The ACT has recorded a case of coronavirus for the first time in more than 100 days.
A diplomat who returned from overseas and is in quarantine in Canberra has tested positive to the virus.
ACT Health says the risk to the broader community is low.
The man in his 70s flew into Sydney on October 9 and travelled by private car to the ACT.
He did not stop on the way and has been in quarantine since his arrival.
ACT chief health officer Kerryn Coleman said health authorities had identified two close contacts.
She said the risk to those contacts was low.
"I think it's an important reminder that we will get a case, we just don't know where and we don't know when," Dr Coleman said.
"We just need to keep being prepared for that.
"The numbers are rising in countries overseas, and what that means is people arriving from overseas are much more likely to have been exposed overseas and we will see more cases."
It is not known whether the two close contacts are diplomatic staff, and health authorities are yet to get in touch with them to establish whether there are other potential close contacts.
Australia has legal requirements to allow diplomats freedom of movement and travel and protection from detention. They are exempt from mandatory hotel quarantine upon returning from overseas but are advised to do so at home.
Dr Coleman said the large number of diplomats stationed in the ACT didn't pose a greater risk to the city.
"I don't believe that it puts Canberrans at any greater risk at all.

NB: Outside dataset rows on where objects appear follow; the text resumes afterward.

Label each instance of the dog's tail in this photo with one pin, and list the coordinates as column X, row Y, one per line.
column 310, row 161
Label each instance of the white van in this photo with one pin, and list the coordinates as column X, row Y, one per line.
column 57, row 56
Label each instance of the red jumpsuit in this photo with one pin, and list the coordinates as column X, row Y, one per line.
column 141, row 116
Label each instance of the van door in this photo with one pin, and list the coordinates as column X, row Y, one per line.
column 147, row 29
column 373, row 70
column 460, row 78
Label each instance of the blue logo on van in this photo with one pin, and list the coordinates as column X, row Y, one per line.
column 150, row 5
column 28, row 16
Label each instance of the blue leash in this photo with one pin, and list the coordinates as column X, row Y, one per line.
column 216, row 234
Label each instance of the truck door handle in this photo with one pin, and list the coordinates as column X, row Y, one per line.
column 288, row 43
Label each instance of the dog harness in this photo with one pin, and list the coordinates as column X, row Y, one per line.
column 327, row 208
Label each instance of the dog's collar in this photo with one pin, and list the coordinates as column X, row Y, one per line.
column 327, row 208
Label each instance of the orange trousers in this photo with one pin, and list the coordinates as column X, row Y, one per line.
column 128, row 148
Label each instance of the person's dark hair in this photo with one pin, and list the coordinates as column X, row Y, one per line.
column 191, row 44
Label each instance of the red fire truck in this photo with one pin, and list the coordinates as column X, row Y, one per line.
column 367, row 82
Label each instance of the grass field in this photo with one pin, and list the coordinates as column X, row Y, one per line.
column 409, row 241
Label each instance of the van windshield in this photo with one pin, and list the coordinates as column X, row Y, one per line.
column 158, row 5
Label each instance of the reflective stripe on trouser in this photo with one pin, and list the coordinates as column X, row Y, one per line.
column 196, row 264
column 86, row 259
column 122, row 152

We have a very, very strong home quarantine model," she said.
There are currently 276 people in quarantine in the ACT.
While exact numbers of diplomats in quarantine aren't known, Dr Coleman said diplomats usually account for a quarter of all returning travellers undergoing quarantine.
It is the first time the virus has been detected in the ACT since July.
Despite the new case detected in the ACT, Dr Coleman said it was unlikely travel arrangements for Canberrans into other states such as Queensland or South Australia would be affected.
The new case also will not affect any potential further easing of coronavirus restrictions in the ACT.
"I was surprised at how long it had taken for a [new] case to come up," Dr Coleman said.
"We don't know where and when that will be and we need to keep being prepared for that.
"The cases we are concerned about are the locally acquired cases."
It was the first time in months a known case had been in the jurisdiction but no cases linked to that incident have been reported, and ACT Health said there was low risk to the community.
There have now been 114 cases of coronavirus in the territory since the pandemic began. Three lives have been lost and 110 people have recovered.
To date, more than 103,000 tests have been conducted.